16. A computer-implemented method according to claim 1, wherein the first input is generated by pre-processing first entity data of the first entity to convert the first entity data to a sparse representation and/or

wherein the second input is generated by pre-processing second entity data of the second entity to convert the second entity data to a sparse representation.

17. A computer system comprising:

memory holding computer-readable instructions; and

at least one processor coupled to the memory, the computer-readable instructions configured, when executed on the at least one processor, to perform operations comprising:

receiving first input data relating to a first entity at a first level of a hierarchical system, the first input data being in a sparse representation format;

receiving second input data relating to a second entity at a second level of the hierarchical system, the second entity linked to the first entity, and the second input data being in a sparse representation format;

processing the first input data, resulting in a first low-dimensional feature representation;

processing the first input data, the second input data and the first low-dimensional numerical representation, resulting in a second low-dimensional feature representation, the second low-dimensional feature representation representing the second entity.

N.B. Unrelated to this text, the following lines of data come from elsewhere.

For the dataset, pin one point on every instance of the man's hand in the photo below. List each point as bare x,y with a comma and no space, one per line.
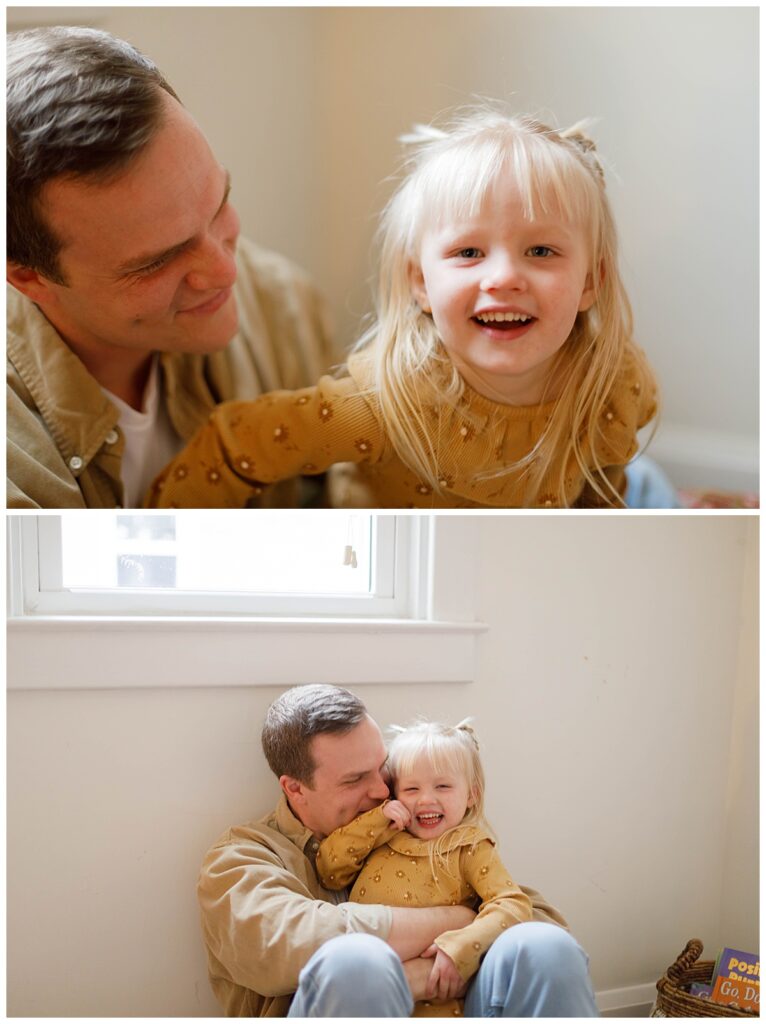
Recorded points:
397,813
444,981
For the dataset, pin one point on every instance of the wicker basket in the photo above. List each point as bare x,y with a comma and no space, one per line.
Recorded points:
674,1000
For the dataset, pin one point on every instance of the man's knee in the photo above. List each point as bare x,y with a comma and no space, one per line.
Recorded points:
534,970
353,976
354,955
540,944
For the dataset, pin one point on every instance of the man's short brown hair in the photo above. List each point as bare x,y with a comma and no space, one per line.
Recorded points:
80,103
299,715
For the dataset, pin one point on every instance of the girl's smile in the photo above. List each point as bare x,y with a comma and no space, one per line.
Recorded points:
504,293
436,798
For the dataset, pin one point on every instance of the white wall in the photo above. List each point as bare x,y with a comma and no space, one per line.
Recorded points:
304,107
613,698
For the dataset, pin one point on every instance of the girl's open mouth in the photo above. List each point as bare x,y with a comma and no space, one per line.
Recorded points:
429,820
504,325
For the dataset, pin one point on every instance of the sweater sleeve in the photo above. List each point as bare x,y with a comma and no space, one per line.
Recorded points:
246,445
503,904
342,853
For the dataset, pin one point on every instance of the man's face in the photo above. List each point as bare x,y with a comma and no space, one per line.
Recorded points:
349,778
149,258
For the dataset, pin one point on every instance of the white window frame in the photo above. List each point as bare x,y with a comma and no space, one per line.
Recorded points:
39,590
435,642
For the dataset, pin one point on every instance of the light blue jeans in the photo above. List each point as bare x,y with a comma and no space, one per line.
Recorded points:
648,487
533,970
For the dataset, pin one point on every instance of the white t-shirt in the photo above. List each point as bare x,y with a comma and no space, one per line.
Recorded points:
151,440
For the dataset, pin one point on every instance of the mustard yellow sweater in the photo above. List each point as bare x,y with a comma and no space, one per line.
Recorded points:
244,446
394,868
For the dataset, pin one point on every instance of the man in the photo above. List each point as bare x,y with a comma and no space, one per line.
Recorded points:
279,944
134,306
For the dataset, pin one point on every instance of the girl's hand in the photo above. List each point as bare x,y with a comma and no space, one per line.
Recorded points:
397,813
444,981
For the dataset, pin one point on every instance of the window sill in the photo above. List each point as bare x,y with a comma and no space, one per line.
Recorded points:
235,651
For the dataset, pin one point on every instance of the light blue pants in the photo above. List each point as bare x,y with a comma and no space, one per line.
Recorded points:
648,487
533,970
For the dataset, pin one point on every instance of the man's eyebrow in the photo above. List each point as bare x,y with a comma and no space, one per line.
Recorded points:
355,775
163,254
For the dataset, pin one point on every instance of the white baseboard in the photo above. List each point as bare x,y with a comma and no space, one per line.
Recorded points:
714,460
623,998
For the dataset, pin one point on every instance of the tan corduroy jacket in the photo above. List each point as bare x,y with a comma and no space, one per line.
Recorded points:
246,445
264,912
64,449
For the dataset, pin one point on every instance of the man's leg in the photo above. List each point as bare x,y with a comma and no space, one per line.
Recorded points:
533,970
648,486
352,976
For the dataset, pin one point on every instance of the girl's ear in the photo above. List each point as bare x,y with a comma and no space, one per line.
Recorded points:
589,292
418,287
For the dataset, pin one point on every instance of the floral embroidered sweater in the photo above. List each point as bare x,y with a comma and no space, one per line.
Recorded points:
394,868
244,446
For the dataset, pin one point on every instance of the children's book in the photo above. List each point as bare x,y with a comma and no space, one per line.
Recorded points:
736,978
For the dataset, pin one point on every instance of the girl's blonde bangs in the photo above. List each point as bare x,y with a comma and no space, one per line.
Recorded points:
456,182
443,753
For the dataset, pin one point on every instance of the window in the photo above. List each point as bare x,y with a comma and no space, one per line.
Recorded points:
208,563
107,600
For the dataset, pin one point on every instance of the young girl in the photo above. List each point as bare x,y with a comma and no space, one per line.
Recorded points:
500,371
445,855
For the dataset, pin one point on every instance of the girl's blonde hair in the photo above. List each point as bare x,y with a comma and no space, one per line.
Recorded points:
453,749
452,170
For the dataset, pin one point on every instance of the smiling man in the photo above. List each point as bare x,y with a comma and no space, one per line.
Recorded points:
134,306
280,944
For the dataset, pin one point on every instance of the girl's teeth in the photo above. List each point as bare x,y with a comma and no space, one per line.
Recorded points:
502,317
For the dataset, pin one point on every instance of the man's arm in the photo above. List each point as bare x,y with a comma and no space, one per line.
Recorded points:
263,915
414,929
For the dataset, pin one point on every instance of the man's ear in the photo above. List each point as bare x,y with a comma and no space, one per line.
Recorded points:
292,788
29,283
418,287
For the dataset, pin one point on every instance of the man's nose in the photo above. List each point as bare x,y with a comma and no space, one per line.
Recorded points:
379,790
504,272
214,267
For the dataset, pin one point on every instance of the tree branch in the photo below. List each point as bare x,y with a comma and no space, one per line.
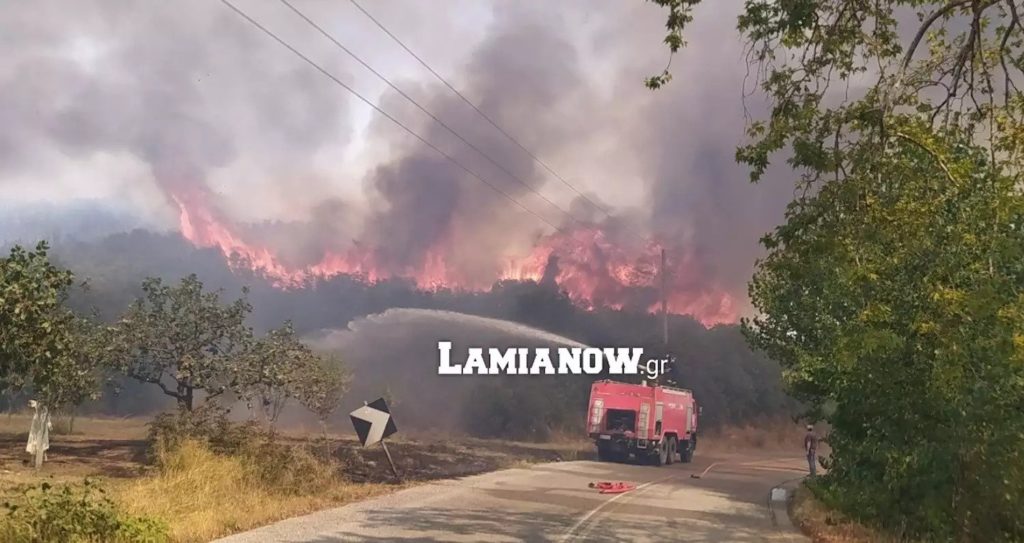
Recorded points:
924,29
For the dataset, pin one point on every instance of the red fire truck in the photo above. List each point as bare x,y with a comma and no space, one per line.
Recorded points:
649,423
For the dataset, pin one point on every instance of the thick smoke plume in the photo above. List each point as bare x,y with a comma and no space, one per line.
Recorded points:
242,147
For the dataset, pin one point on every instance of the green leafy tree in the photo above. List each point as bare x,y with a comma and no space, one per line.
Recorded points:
892,294
43,345
275,370
182,339
322,389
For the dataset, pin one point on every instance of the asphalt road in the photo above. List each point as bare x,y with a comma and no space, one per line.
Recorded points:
553,503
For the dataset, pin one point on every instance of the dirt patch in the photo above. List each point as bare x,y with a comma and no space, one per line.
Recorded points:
116,449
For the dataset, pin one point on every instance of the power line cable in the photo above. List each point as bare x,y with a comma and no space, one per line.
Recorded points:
337,81
424,110
477,110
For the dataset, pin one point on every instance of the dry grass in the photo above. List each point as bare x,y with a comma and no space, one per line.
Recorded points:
205,496
825,526
93,427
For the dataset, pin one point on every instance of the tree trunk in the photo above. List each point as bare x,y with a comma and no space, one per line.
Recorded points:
327,443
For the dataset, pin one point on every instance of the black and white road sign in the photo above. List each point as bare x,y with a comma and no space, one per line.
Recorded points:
373,422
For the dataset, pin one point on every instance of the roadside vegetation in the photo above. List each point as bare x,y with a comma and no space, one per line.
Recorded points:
892,294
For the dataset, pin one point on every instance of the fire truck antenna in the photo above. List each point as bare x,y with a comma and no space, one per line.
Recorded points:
665,305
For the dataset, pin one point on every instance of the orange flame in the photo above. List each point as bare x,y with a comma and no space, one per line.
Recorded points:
592,269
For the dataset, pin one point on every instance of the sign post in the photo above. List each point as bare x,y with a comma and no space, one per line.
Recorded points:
373,423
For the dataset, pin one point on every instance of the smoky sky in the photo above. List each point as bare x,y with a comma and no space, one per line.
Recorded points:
185,96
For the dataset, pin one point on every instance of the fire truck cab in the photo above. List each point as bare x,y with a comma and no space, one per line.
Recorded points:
656,424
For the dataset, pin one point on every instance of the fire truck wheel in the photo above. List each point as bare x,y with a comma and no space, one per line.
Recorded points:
662,456
687,454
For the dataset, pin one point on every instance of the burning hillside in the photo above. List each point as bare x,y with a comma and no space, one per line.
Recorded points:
585,262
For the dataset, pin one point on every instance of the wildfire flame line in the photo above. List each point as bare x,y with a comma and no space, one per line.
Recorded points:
593,270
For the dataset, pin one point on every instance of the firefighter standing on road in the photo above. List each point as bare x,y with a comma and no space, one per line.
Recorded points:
811,448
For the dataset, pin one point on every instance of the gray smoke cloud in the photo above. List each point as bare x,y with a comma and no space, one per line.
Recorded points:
196,101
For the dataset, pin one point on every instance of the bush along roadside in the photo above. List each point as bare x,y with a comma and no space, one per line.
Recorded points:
74,513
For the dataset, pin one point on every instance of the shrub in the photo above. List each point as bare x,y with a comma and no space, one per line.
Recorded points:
280,467
74,513
207,424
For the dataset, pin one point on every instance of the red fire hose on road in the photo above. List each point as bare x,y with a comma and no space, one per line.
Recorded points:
605,487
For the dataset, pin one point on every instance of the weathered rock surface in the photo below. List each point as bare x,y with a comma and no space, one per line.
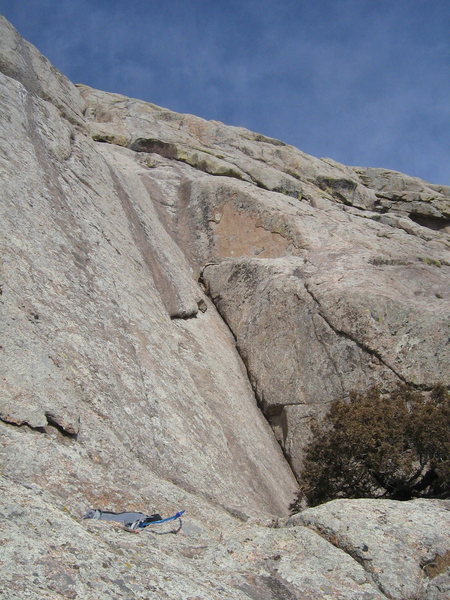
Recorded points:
416,533
123,387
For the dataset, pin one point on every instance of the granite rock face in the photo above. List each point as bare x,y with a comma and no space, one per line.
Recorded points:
164,279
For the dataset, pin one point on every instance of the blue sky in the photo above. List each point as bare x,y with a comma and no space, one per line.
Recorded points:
365,82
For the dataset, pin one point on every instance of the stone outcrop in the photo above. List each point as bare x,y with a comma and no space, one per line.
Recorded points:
165,278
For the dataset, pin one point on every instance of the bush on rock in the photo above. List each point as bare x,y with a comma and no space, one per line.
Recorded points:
378,446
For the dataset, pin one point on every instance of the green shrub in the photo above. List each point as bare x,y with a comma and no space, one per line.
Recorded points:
376,446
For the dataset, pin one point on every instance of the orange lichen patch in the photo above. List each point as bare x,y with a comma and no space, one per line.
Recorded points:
439,565
241,234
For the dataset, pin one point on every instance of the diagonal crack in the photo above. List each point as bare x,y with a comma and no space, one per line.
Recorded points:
361,345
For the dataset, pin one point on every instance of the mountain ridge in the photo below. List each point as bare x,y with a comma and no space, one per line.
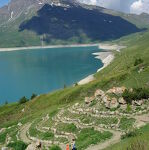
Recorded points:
21,21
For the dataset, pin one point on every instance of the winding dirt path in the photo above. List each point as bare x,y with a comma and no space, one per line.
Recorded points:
115,139
23,133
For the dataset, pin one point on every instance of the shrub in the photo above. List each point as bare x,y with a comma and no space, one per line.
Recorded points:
55,147
136,94
138,61
129,134
138,145
23,100
127,95
33,96
19,145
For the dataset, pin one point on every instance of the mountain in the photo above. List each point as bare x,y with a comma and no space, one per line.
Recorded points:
36,22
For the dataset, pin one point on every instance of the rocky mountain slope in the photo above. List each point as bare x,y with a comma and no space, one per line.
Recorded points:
36,22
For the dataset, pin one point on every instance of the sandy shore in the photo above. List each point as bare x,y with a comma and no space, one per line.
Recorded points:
105,56
45,47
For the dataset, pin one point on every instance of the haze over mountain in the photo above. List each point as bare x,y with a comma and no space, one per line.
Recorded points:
36,22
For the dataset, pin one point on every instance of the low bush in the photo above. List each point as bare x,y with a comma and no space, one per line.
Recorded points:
23,100
90,136
33,96
138,61
138,145
129,134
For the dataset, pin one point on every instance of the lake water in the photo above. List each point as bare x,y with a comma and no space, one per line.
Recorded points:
43,70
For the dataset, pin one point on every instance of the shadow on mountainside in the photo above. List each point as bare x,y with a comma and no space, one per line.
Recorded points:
64,23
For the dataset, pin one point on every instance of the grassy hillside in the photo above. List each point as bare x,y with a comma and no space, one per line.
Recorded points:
123,71
120,72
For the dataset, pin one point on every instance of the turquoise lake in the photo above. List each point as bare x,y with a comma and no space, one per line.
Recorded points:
43,70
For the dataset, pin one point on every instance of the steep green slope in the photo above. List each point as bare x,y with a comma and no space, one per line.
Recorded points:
123,71
120,72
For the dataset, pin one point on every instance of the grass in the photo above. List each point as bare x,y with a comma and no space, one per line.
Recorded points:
135,142
42,135
19,145
89,136
11,132
121,72
71,128
126,123
54,147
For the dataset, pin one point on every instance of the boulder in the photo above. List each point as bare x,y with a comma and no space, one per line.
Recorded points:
19,124
138,103
5,148
121,101
123,107
31,146
114,103
99,93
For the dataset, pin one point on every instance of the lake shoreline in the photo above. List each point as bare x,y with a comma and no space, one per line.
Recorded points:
46,47
106,56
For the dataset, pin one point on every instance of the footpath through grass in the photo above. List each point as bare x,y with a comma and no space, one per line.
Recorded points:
137,141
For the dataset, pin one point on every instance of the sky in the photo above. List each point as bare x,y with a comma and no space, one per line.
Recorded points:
3,2
129,6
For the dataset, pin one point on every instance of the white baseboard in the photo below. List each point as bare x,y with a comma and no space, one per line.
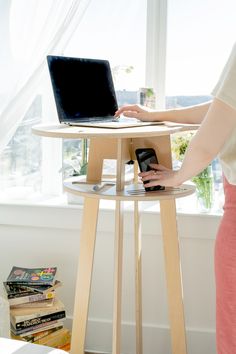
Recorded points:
156,338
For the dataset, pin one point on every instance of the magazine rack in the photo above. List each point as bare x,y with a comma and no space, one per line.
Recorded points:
120,144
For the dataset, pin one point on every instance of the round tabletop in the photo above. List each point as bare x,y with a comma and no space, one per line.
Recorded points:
131,192
75,132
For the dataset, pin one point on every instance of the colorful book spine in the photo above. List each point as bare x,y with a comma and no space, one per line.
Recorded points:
39,320
30,298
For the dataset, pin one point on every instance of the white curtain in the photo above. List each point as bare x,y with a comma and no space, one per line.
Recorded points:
29,31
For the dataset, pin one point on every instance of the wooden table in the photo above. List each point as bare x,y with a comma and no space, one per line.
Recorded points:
120,144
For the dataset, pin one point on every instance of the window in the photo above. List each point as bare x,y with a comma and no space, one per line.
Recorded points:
200,37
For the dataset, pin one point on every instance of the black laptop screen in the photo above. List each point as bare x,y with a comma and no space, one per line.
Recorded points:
83,88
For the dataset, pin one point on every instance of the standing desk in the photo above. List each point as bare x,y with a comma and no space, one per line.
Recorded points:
120,144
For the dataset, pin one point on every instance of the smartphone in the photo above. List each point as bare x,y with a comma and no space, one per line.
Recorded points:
144,157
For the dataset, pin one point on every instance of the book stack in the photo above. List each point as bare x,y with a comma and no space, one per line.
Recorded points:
36,314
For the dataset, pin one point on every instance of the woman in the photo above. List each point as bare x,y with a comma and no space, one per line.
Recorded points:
216,136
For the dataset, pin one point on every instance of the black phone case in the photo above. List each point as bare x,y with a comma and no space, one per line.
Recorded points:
145,156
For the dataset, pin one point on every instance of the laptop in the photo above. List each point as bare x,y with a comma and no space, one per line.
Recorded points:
84,93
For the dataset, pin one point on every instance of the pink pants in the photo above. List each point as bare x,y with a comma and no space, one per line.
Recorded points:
225,273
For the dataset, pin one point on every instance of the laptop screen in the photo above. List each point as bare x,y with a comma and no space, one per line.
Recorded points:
83,88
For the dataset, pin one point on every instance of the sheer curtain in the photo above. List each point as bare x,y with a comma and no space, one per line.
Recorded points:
29,30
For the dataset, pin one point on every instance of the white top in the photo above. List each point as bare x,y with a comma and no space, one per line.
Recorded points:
225,91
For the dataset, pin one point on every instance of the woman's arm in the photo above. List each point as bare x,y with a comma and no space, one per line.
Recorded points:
192,114
218,125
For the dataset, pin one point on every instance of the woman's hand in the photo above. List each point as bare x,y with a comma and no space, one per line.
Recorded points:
136,111
160,175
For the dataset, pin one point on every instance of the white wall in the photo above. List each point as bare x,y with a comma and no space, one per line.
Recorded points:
49,236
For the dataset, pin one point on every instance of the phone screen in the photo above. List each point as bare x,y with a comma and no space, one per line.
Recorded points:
145,157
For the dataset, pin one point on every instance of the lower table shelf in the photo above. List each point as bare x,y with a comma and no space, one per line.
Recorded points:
107,190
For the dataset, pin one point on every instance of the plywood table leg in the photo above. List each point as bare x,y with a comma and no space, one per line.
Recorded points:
173,276
138,279
116,344
84,275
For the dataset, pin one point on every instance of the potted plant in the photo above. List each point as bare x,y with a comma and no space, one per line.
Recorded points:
204,180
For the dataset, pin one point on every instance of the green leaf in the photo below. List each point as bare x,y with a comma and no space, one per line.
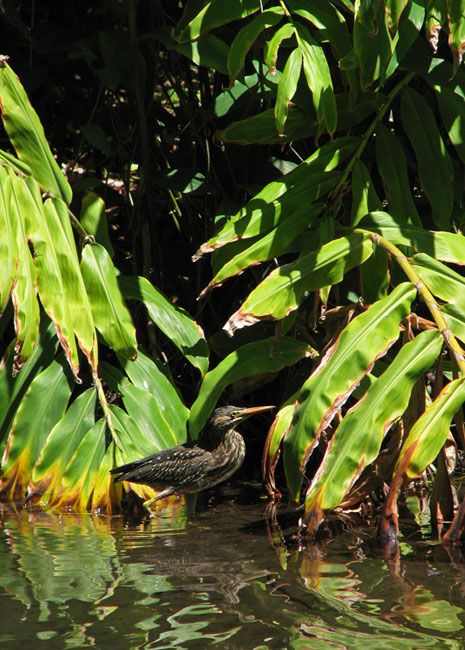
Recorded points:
318,77
24,291
372,43
8,244
434,165
27,135
272,46
150,417
394,9
193,22
60,447
443,282
173,321
444,246
361,343
94,221
457,29
149,375
392,166
80,476
452,108
282,291
111,315
45,233
246,37
364,196
357,440
273,244
42,407
287,87
293,191
251,359
429,433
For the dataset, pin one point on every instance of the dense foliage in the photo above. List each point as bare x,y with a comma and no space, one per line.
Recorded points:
316,151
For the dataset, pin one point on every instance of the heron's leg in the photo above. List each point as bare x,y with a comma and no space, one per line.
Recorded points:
161,495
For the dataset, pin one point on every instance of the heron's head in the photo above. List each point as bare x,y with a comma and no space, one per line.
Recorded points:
225,418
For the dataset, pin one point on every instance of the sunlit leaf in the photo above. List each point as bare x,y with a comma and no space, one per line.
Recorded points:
41,408
444,246
27,135
296,190
429,432
282,291
360,344
60,446
357,440
287,87
267,355
197,20
392,166
111,315
173,321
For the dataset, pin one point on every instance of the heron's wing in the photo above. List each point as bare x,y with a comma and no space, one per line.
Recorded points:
173,466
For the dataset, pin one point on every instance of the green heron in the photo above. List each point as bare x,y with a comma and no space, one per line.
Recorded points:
194,466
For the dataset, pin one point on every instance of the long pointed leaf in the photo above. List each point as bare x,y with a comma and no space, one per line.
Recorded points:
27,135
429,432
60,446
361,343
250,359
173,321
111,315
357,440
42,407
283,290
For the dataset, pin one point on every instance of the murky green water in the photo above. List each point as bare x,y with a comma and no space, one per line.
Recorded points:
228,577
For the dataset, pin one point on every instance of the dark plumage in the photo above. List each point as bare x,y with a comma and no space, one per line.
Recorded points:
186,469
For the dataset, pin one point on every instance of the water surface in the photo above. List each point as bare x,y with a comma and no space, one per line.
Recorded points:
233,576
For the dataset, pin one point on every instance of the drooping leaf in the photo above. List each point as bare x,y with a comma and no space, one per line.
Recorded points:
272,46
429,432
59,448
197,20
267,355
273,244
444,246
296,189
282,291
173,321
111,315
150,376
360,344
42,407
372,42
93,220
8,244
434,165
392,166
247,36
80,475
27,135
287,87
357,440
24,296
318,77
44,232
442,281
456,17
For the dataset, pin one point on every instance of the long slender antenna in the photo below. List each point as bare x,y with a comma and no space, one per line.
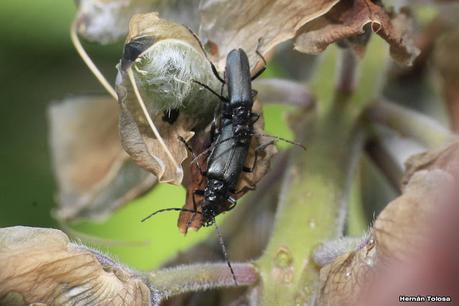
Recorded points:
193,155
225,254
147,116
286,140
88,61
169,209
257,51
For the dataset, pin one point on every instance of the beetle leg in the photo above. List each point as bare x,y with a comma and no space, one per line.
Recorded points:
232,201
195,207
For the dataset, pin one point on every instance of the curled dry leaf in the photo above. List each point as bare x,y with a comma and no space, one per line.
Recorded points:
351,19
398,234
94,175
240,24
42,266
106,21
160,61
247,179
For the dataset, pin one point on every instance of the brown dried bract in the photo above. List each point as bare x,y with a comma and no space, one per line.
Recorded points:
41,266
240,24
95,176
194,104
106,21
445,158
350,19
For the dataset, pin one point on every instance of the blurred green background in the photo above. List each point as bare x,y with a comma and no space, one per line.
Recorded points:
38,65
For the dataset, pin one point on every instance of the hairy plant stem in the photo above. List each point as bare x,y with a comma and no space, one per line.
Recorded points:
347,72
409,124
189,278
312,206
385,161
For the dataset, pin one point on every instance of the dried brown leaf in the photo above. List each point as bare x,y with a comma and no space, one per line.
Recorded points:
164,75
42,266
447,64
95,176
350,19
106,21
240,24
343,278
399,233
445,158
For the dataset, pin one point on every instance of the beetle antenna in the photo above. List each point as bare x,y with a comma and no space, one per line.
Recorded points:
262,69
88,61
169,209
225,254
211,90
285,140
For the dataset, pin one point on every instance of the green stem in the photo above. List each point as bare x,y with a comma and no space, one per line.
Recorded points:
410,124
312,207
169,282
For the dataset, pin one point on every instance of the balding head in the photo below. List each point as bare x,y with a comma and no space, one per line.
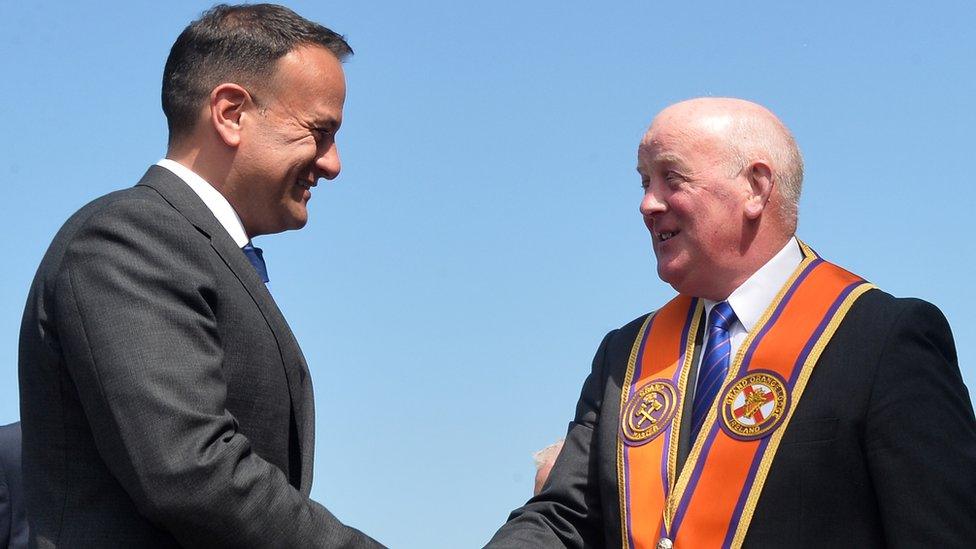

18. A computer system according to claim 17, wherein the computer-readable instructions are configured, when executed by the at least one processor, to:

receive a third input relating to a third entity of the hierarchical system at a third level of the hierarchy, the third entity being linked to the second entity within the hierarchy;

generate a third low-dimensional feature representation representing the third entity, based on the first input, the second input and the third input, and the first low-dimensional feature representation and second low-dimensional feature representation.

19. A computer system according to claim 18, wherein the computer-readable instructions are configured, when executed by the at least one processor, to process one of the first low-dimensional feature representation and the second low-dimensional feature representation in a multi-task, multi-class machine learning model comprising a plurality of sub-models, each sub-model trained, resulting in a security classification output in relation to a different respective task associated with entities at a corresponding level of the hierarchy for that task.

20. A computer readable storage medium comprising computer-executable instructions configured so as to, when executed by at least one processor, cause the at least one processor to carry out operations of:

receiving first input data relating to a first entity at a first level of a hierarchical system;

receiving second input data relating to a second entity at a second level of the hierarchical system, each entity of the second level of the hierarchy having at least one associated entities at the first level of the hierarchical system;

processing the first input data, resulting in a first low-dimensional numerical representation, the first low-dimensional numerical representation representing the first entity;

processing the first input data, the second input data and the first low-dimensional numerical representation, resulting in a second low-dimensional numerical representation, the second low-dimensional feature representation representing the second entity;

generating a security classification output using a security model applied to the second low-dimensional feature representation; and

causing a security action to be performed based on the security classification output.